Reading a novel on an iPhone is ludicrous.
Or so I thought.
Until I had a revelation. The same kind of revelation I had when choosing between two physically-large books for a flight, because taking both was simply too much for my carry on. So I put the Kindle app on my iPad and took both. And a few dozen others.
Making the jump from paper to screen for my book reading was manageable. Large visual surface (actually, the iPad has more real estate than most book pages), and even an unexpected perk: no book light needed at night. But still, reading a novel via the Kindle app on my iPhone? It can’t be done.
Until I realized that I read thousands of words every day on my iPhone.
Texts, emails, articles, research, PDFs, Tweets, Facebook, posts, status updates, recipes, directions, lyrics. In fact, I read more on my iPhone than I make phone calls. Conservatively 100 to 1.
So why couldn’t I read a 100,000 word novel on my iPhone?
Once I realized I’ve already read enough text on my iPhone to fill dozens and dozens of books, the argument was over.
And I read a novel.
In the mean time, I found out I’m not alone.

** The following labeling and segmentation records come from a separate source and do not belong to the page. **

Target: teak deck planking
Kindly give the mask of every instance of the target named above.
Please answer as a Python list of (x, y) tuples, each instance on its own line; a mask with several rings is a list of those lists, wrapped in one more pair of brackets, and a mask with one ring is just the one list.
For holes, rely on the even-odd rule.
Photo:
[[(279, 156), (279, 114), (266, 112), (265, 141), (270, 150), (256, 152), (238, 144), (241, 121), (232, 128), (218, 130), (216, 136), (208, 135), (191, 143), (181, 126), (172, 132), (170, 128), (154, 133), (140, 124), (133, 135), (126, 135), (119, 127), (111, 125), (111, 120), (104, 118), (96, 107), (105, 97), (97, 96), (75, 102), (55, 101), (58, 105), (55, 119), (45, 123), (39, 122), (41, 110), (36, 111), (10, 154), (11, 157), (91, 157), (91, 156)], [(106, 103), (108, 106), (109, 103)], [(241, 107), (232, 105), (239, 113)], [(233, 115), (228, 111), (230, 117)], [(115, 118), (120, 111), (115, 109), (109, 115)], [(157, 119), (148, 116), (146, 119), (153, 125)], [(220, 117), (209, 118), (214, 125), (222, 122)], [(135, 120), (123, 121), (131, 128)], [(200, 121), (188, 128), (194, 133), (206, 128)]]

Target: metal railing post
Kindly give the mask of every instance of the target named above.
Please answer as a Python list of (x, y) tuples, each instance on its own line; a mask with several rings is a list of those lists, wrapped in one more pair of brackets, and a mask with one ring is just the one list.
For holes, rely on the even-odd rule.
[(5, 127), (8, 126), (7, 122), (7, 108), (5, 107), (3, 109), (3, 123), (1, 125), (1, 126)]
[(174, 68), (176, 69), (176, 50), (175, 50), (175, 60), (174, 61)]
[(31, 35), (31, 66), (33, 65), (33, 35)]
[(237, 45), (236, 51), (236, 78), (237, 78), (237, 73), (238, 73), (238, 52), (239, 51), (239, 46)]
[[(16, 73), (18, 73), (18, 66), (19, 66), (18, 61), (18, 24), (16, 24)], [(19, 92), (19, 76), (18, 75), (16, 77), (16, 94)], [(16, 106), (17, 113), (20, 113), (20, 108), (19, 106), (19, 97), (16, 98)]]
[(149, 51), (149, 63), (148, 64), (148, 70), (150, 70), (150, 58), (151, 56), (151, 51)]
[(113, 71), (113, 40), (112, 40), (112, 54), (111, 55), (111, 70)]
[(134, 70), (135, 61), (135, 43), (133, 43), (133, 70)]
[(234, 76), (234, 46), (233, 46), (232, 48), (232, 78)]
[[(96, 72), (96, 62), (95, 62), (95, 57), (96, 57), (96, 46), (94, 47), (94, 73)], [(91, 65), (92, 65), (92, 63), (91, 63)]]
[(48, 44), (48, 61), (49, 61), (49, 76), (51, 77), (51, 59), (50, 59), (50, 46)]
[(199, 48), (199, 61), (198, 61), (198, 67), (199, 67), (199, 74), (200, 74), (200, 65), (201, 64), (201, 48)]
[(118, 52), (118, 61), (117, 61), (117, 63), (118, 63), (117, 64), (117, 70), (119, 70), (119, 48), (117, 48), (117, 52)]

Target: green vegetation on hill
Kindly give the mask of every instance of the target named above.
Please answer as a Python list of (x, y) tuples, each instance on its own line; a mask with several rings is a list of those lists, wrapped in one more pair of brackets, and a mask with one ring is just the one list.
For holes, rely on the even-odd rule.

In fact, Henrik Berggren, CEO of Readmill, recently presented his findings at a conference in Malmö, Sweden, showing that not only are mobile smart phones the most preferred book reading device in 2013, but they also keep us more engaged in our reading.
“It is not only that they are spending more time reading the books because the screen is smaller. Even taking into account screen size, smartphone users read more often, they finish more books in general, they start more books, they share more quotes, and they write more comments,” says Berggren. “This paints a very clear picture that the people that are most engaged with their books are the people who read on their phones.”
They always say that the best camera is the one you have on you. Which has quickly become the smart phone. Likewise, it would appear the that the “best reading device” is following suit.
Not there yet? Don’t worry.
You will be.
Because my analytics tell me half of my readers are viewing this on their mobile devices right now.